Shirking duties by professionals none other than doctors, who belong to the class of the brightest qualifying as medical students and who are bound by Hippocratic oath to serve ailing humanity, verges on the scandalous. It is really beyond comprehension how a doctor can leave behind hundreds of rural patients, who have no other place to go for treatment than the upazila and union parishad level public hospitals.
Unfortunately, most of them accounted for highly irregular attendance and yet signing the attendance register to get paid. Some of them did never appear after their appointment to these hospitals and health complexes in July this year.

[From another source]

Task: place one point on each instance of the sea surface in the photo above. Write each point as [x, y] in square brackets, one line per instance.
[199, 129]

The Directorate General of Health Services (DGHS)'s decision to take disciplinary action against the absentee doctors is nothing out of the ordinary, since any government servant if found dodging duty is liable to departmental action including harsher punishment depending on the gravity of the offence under law. Being public servants having the expertise in medical science to treat the ailing people, they are supposed to deliver service according to their job descriptions. What is more, as they are in such a noble profession, society's expectation from them is also very high.
The defaulting doctors, therefore, committed a grave offence on two counts. First as a public servant evading duties and second as doctors being irresponsible towards their patients.
Punishment is a measure taken after an offence has been committed. However, punishment alone is not enough. But doctors who compromise on their sacred duties need to correct themselves through an honest soul-searching in this respect. . What a huge cost the state or the general tax paying citizens for that matter had to bear to train them as doctors. So, after becoming doctors it is their turn to repay the debt. By thus evading their duties at the public clinics in the countryside, they are doing disservice to the people.
While the departmental action against the duty-dodging doctors will remain a routine measure, the main thrust of the government should be to provide the necessary orientations as well as incentives to the doctors stationed at the remotely placed hospitals and health clinics. The rural centres have to be developed with good schools, sports and other entertainment facilities, a process which will be aided by the continuing presence of the doctors.